Musibah ukhrawi berupa siksa neraka akan terjadi karena ketika menghadapi musibah di dunia, ia berkeluh-kesah, putus asa, mencari kambing hitam, bahkan menyalahkan takdir atas dirinya, padahal sikapnya itu tidak bisa merubah nasib yang dialaminya sedikitpun.

Seperti musibah kecelakaan di atas, sudah menjadi korban, tapi ia tidak bisa menerima kejadian yang menimpa dirinya. Ia selalu mengeluh, mencaci, mencela dan menyalahkan orang lain,  bahkan takdir Allah dianggap salah.
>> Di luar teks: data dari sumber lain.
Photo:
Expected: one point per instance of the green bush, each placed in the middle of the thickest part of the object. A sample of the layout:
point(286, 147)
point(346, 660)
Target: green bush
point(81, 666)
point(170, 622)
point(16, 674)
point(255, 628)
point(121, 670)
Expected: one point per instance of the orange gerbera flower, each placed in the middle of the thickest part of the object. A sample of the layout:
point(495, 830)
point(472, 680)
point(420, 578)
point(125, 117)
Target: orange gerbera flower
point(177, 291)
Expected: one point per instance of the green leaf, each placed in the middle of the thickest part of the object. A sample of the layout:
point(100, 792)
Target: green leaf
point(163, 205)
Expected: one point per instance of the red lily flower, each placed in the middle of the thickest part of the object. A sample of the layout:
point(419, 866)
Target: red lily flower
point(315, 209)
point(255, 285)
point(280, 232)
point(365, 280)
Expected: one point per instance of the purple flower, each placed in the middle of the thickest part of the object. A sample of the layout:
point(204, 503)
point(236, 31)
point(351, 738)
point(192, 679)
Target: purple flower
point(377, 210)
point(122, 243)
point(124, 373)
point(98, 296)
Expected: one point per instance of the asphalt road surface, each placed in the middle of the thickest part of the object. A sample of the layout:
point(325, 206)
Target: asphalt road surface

Apabila hingga akhir hayat ia tetap berada dalam sikap seperti itu, maka mereka itulah orang yang mengalami musibah yang berujung nestapa. Sudah menderita di dunia, kehilangan harta benda dan jiwa, di akhirat mendapat siksa serta tidak ada yang bisa menolongnya.

Musibah lain yang bisa menjadi kesengsaraan dan kerugian yang sesungguhnya adalah apabila ia tidak bisa menerima nasihat, kritik kepadanya. Sehingga ia tidak bisa mendapatkan petunjuk, kebaikan dan pahala dari nasihat itu.
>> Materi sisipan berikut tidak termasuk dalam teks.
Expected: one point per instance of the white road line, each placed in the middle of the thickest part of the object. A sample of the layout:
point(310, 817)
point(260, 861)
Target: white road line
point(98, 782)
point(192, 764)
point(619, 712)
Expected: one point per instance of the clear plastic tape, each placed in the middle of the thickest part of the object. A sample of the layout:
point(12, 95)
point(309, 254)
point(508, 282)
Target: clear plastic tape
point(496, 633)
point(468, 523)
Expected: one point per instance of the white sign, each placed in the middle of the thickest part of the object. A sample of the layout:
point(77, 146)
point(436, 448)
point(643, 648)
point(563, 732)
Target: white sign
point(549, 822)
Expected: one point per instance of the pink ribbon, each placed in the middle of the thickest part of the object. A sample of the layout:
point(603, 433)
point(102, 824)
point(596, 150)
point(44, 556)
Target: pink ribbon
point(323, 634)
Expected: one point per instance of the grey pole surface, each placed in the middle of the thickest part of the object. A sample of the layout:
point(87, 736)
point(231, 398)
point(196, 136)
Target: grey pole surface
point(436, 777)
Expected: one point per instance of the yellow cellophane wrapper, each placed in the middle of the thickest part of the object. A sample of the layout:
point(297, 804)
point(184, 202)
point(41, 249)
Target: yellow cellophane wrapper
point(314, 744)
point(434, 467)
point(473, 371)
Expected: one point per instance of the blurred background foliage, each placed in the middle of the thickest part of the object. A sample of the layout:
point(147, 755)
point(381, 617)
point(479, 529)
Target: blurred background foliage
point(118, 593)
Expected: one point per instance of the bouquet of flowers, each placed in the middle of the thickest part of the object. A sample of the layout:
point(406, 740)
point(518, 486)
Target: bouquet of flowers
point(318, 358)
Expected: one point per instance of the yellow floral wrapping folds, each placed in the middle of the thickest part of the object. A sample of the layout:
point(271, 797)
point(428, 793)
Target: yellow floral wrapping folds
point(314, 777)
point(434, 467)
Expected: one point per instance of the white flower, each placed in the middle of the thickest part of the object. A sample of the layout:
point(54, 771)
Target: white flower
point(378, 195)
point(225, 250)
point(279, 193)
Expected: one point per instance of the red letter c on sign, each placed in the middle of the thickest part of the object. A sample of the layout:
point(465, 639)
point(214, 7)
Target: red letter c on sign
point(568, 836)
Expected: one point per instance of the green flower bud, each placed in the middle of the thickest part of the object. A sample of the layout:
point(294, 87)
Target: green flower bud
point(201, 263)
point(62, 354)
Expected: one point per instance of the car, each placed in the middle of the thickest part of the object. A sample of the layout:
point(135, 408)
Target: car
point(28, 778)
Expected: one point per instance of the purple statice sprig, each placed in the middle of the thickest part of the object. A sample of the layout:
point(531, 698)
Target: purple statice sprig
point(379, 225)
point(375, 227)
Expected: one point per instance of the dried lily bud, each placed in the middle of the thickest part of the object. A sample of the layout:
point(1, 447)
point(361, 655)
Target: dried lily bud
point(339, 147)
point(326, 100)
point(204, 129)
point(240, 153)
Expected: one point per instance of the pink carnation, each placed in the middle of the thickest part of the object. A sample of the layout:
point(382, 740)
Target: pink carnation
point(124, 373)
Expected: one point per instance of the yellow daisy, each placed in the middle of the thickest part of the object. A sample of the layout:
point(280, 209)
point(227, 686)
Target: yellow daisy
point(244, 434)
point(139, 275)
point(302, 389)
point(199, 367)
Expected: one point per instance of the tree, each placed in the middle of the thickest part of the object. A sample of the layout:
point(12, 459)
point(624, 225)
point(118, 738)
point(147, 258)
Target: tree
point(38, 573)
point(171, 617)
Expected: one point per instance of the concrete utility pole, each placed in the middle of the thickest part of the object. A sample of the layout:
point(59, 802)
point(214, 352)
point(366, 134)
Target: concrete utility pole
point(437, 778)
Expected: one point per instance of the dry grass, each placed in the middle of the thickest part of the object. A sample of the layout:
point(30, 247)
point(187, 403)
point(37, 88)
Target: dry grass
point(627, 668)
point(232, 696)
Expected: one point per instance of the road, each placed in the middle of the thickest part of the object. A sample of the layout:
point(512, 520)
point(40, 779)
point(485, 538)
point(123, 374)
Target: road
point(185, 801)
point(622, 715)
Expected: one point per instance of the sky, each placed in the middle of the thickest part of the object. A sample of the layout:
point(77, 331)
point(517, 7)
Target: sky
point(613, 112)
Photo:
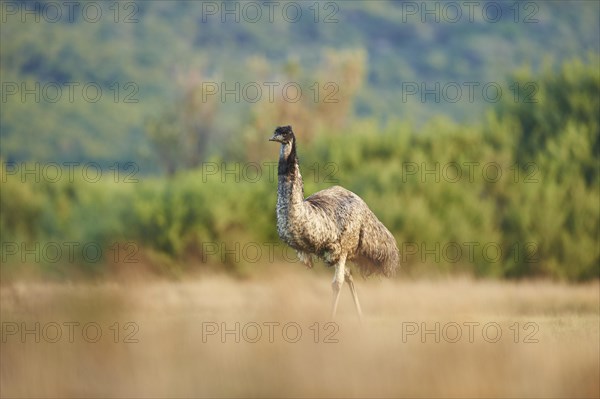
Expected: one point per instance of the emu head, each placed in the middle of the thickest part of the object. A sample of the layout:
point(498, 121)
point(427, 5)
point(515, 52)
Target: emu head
point(283, 135)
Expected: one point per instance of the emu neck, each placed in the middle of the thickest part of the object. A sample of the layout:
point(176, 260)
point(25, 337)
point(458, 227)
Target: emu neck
point(290, 190)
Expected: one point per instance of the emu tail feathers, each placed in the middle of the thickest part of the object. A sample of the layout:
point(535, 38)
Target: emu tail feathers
point(377, 250)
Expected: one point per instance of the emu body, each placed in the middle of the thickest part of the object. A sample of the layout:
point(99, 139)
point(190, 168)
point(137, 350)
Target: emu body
point(334, 224)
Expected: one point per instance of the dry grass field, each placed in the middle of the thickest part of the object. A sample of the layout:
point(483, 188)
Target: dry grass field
point(270, 336)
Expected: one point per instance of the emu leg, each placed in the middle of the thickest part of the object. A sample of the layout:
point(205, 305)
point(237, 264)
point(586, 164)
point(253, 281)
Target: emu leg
point(350, 281)
point(336, 284)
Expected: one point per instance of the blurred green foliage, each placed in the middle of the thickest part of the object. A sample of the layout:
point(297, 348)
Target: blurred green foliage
point(146, 50)
point(523, 182)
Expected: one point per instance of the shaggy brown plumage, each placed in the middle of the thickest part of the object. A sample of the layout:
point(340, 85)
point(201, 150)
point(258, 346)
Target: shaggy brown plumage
point(333, 224)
Tetidakmampuan seseorang dalam menerima nasihat merupakan ciri kesombongan. Ia tidak mampu melihat kekurangan, kelemahan dan dosa diri sendiri. Bahkan ia malah sibuk dengan mencari kesalahan orang lain. Ia meremehkan orang lain, menganggap rendah orang lain karena status ekonominya yang miskin, latar belakang pendidikan yang rendah atau pekerjaannya yang dianggap tak berharga.

Bagi orang sombong, dosa diri sendiri dianggap seperti seekor lalat kecil di depan mukanya sehingga cukup dihalau dengan jari tangannya, lalat akan pergi dengan sendirinya.
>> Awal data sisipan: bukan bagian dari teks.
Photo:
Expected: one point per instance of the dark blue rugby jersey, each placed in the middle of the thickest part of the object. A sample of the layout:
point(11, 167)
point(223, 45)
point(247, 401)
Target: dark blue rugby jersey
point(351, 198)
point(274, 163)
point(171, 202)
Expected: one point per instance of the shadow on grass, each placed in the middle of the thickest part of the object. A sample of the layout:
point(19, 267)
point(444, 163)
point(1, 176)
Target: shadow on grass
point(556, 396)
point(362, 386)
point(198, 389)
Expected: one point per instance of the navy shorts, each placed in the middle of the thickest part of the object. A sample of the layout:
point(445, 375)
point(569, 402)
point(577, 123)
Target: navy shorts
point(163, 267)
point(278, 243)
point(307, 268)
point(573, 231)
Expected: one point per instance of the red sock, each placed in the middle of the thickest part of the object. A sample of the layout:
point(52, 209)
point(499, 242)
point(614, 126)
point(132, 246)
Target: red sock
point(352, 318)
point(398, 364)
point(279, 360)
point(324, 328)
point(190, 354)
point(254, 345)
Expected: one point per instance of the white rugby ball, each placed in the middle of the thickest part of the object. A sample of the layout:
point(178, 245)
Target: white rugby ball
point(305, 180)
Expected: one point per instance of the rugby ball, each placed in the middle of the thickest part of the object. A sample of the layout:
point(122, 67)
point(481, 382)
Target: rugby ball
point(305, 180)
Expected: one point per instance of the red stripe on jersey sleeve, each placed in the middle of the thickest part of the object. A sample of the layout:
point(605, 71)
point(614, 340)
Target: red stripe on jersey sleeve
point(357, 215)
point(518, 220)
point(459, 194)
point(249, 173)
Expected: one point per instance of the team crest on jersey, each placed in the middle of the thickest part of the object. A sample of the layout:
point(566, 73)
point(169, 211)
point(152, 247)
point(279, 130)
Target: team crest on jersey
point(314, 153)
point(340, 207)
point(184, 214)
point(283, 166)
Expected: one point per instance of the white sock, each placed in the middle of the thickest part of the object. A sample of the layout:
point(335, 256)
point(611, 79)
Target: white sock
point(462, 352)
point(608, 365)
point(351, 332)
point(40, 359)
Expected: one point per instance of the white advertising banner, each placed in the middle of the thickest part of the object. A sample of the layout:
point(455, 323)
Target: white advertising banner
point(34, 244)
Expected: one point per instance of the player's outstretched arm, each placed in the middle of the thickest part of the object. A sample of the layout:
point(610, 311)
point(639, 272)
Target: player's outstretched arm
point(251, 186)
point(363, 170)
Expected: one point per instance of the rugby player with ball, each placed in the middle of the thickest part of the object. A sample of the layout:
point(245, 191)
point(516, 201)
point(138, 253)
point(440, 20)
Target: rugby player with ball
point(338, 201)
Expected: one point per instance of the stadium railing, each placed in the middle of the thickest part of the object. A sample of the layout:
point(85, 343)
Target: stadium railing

Orang yang sombong,  meskipun secara fisik dan materi, mungkin tidak menunjukkan kerugian dan penderitaan, bahkan mungkin malah terlihat puas dan gembira, tetapi sesungguhnya ia telah tertimpa musibah yang berujung nestapa, yaitu kesengsaraan, penderitaan dan siksa di akhirat kelak.

Semoga Allah karuniakan kesabaran dan keikhlasan dalam menjalani ujian hidup. Serta menjauhkan kita dari musibah yang berujung nestapa.

Semoga Allah meridhai kita semuanya. Aamiin.

أَقُوْلُ قَوْلِيْ هَذَا وَأَسْتَغْفِرُ اللهَ الْعَظِيْمَ لِيْ وَلَكُمْ وَلِسَائِرِ الْمُسْلِمِيْنَ. فَاسْتَغْفِرُوْهُ، إِنَّهُ هُوَ الْغَفُوْرُ الرَّحِيْمُ

(A/P2/B05)

Mi’raj News Agency (MINA)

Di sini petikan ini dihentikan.